If you examine trends, the Sabres’ chances of winning the game decreased greatly Saturday when Kyle Turris scored on a wraparound with 63 seconds remaining in the second period. Ottawa had a 9-1-1 record this season when leading after 40 minutes while the Sabres were 2-10-1 when trailing in that situation.
The Sabres this season had allowed 14 more goals than they scored in the second period going into the game while the Senators had scored 14 more goals than they allowed. It wasn’t just some crazy coincidence the Senators scored three times in the middle period. It was a continuation of the same.
Turris is the Senators’ leading scorer, so was it really a surprise when he scored in overtime to beat the Sabres, 4-3? Not any more than the Senators reaching overtime in the first place. Nine of their 27 games had been decided in the extra period or shootout before they visited the First Niagara Center.
Buffalo hasn’t won two straight games in regulation since the first week of the season, which is one reason they’ve taken up residence between 12th and 15th place in the conference. In sticking with the math, the Sabres would need a 14-4-2 finish to reach 54 points and have a crack at the playoffs.
Allow me to ask again: Where is this going?
By the look of things, Darcy Regier still believes he can save a few jobs, starting with his own, if the Sabres nail down a playoff spot. Ron Rolston has been tagged with the title of interim coach. You would think the gap between them and the curb narrows the more the divide between the Sabres and the playoffs widens.
It becomes dangerous when Regier, the man entrusted with making big decisions, is compromised by his uncertain future. There’s been a sense for several years now that he’s doing whatever is possible to save his fanny. It’s the only conclusion I can draw because clearly he has no idea what’s required to build a winner, a Stanley Cup contender.
The greater good of the organization is left suffering, not to mention the thousands of fans who boo the Sabres off the ice after every other home game.
At this stage, the Sabres should be figuring out what they have and where it can take them in the coming years. It means giving their younger guys more playing time and finding out what they can do with increased ice time. Instead, they sent prospects T.J. Brennan to Florida and Mikhail Grigorenko back to his junior team.
Let’s start with Brennan, who had major deficiencies. He failed to play defense to any respectable standard. But he’s also a 23-year-old who had played a grand total of 21 games on the varsity. He was an NHL infant. For many defensemen, if not most, it takes several years to learn how to play defense in the NHL.
Certainly you remember Brian Campbell, who like Brennan was a good skater and passer but generally lost in his own zone. He was a healthy scratch for 29 games during the 2003-04 season, when he was 24 years old. Many questioned if Campbell would ever come around. He blossomed the following year and grew into a terrific player.
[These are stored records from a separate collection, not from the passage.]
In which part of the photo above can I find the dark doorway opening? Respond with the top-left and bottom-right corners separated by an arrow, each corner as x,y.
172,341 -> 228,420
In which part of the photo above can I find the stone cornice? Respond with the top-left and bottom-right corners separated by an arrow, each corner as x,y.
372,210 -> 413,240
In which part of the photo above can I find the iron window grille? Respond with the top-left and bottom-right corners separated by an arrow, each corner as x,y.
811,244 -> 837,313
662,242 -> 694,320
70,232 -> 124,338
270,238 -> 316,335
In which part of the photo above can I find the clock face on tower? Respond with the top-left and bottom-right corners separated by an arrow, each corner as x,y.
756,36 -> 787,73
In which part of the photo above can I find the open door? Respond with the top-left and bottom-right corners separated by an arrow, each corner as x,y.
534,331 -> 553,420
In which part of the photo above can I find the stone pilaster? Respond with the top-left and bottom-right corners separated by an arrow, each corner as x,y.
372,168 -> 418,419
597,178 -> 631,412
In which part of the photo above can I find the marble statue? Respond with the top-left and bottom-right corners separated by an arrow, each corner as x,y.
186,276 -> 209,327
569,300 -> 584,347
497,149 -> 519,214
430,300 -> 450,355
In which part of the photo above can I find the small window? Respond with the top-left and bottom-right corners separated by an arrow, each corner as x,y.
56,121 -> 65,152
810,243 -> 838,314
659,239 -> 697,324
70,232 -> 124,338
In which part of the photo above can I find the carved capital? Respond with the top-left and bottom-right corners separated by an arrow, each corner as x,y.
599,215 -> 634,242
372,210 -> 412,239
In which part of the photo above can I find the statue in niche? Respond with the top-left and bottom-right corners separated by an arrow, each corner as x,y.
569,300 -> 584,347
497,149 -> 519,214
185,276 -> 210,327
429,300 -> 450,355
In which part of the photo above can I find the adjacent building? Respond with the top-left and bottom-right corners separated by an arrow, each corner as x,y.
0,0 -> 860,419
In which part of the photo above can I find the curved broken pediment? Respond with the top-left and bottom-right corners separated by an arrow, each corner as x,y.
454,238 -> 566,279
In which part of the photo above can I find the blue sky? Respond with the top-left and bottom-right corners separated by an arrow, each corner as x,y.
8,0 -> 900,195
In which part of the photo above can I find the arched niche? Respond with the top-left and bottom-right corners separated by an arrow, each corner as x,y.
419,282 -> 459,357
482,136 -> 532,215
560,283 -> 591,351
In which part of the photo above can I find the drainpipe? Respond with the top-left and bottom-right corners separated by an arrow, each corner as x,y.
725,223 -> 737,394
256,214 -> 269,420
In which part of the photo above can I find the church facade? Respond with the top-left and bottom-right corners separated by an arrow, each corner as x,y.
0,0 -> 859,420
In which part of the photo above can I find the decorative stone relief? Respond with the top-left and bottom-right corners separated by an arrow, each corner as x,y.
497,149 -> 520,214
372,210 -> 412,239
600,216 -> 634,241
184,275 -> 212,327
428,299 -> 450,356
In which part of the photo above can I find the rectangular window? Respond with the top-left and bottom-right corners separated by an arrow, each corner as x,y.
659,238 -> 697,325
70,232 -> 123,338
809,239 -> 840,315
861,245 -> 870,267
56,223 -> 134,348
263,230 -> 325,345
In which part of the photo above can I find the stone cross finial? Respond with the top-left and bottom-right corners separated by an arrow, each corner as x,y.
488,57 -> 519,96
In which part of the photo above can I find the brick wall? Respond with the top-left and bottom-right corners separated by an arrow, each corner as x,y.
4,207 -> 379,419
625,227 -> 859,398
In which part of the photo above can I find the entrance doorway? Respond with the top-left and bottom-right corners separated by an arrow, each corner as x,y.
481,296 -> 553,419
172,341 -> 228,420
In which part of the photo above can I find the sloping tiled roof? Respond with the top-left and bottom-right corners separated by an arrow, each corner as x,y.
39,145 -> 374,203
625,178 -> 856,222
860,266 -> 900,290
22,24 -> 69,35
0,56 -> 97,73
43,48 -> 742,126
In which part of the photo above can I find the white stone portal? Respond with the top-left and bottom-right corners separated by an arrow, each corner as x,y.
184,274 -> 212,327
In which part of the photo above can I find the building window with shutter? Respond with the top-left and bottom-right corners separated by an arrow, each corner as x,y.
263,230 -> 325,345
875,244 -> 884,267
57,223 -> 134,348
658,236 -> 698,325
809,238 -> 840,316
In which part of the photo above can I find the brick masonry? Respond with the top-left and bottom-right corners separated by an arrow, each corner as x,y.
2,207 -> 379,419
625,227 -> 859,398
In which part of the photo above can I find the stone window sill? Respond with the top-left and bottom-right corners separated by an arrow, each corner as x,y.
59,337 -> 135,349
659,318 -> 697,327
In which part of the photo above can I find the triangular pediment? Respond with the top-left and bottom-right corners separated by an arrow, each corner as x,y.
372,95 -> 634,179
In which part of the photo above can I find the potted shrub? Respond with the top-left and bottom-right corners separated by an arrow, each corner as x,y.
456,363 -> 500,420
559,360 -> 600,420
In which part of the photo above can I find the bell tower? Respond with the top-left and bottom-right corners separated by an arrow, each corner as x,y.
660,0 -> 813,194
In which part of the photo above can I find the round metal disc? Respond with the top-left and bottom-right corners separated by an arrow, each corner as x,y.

It could turn out that Brennan doesn’t succeed in the NHL. Nobody knows for the sure until he plays at least 100 games at the highest level. Panthers GM Dale Tallon, who was largely responsible for building the Blackhawks into a Cup winner, obviously found value in Brennan. Campbell will be there to help him.
In return, the Sabres received a fifth-round pick. The chances of any fifth-round pick ever reaching the NHL are exponentially less than Brennan finding success. Yes, there are plenty of examples of players who did. Ryan Miller was a fifth-round pick. Campbell was selected in the sixth round. There’s a longer list of players who failed.
Brennan was caught in a numbers game. It’s true, but the Sabres have veterans in Jordan Leopold and Robyn Regehr, both 32 years old, who are going to be unrestricted free agents after this season. They give the Sabres a better chance to win now, but they don’t figure in their long-term plans.
If the Sabres couldn’t trade either, they should have waived one to make room. After all, winning now accomplishes little. Anyway, they already had lost enough with them in the lineup. Rather than keep him in the press box 17 times in 27 games, they should have played Brennan and learned more about him.
Rather than do what was right for the long-term health of the organization, Regier did what was better for the short-term security of his job.
Grigorenko was in a different situation that included positive and negative side effects to staying in Buffalo or returning to juniors. But once the Sabres started falling apart, they should have given him more playing time and accelerated his development. The timing of their decision to ship him back to junior was stranger than the decision itself.
It goes back to Regier failing to address obvious flaws and needing to win now. His answer for the shortage down the middle was re-signing Jochen Hecht, who has two goals in 28 games this season while making $1.25 million. He was invisible again Saturday, the continuation of yet another trend.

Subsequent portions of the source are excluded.